I verify that the listed medications and allergies are accurate to the best of my knowledge. I give permission to verify my medication or narcotic treatment with my primary care doctor and/or other treating physicians.
I acknowledge that I have received a copy of MIDISC, PLLC's 'Notice of Privacy Practices'. This Notice described how MIDISC, PLLC may use and disclose my protected
health information, certain restrictions of the use and disclosure of my healthcare information, and rights I
may have regarding my protected health information.
With my consent, MIDISC PLLC may use and disclose protected health information (PHI) about me to carry out treatment, payment and healthcare operations (TPO). Please refer to MIDISC PPLC's Notice of Privacy Practices for a more complete description of such uses and disclosures.
I have the right to review the Notice of Privacy Practices prior to signing this consent.
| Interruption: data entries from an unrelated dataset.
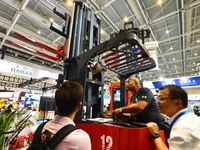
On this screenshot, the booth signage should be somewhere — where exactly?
[152,76,200,89]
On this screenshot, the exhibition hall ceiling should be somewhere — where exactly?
[0,0,200,91]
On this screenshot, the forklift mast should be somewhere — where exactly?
[53,0,156,123]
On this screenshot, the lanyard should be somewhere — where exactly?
[169,110,189,133]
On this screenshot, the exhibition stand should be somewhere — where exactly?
[76,123,165,150]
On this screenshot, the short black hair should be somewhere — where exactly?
[55,80,83,116]
[159,84,188,108]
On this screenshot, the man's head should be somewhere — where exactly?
[126,77,140,93]
[55,81,83,116]
[157,85,188,117]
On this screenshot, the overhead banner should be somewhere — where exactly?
[152,76,200,89]
[0,59,58,79]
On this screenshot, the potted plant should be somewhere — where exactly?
[0,104,33,150]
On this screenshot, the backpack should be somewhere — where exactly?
[27,121,79,150]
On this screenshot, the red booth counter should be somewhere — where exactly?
[77,123,165,150]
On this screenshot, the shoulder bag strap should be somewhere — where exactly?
[32,121,48,144]
[48,124,79,149]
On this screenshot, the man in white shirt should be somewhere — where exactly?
[147,85,200,150]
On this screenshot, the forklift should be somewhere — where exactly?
[52,0,165,150]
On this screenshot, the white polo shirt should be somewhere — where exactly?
[168,109,200,150]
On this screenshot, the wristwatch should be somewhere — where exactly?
[119,108,122,113]
[150,132,160,139]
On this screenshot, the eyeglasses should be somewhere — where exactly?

MIDISC PLLC reserves the right to revise its Notive of Privacy Practices at anytime. A revised Notice of Privacy practes may be obtained by forwarding a written request to MIDISC PLLC Privacy Officer at 3067 Tamiami Trail Suite 3, Port Charlotte, Fl 33952.
With my consent, MIDISC PLLC may call my home or other designated location and leave a message on voice mail or in person in reference to any items that assist the practice in carrying out TPO, such as appointment reminders, insurance items and any call pertaining to my my clinical care, including laboratory results among others.
With my consent, MIDISC PLLC may mail to my home or other designated location any items that assist the practice in carrying out TPO, such as appointment reminder cards and patient statements as long as they are marked Personal and Confidential.
However, the practice is not required to agree to my requested restrictions, but if it does, it is bound by this agreement.
By signing this form, I am consenting to MIDISC PLLC's use and disclosure of my protected health information (PHI) to out treatment, payment and healthcare operations (TPO).
I may revoke my consent in writing except to the extent that the practice has already made disclosures in reliance upon my prior consent. If I do not sign this consent, MIDISC PLLC may decline to provide treatment to me.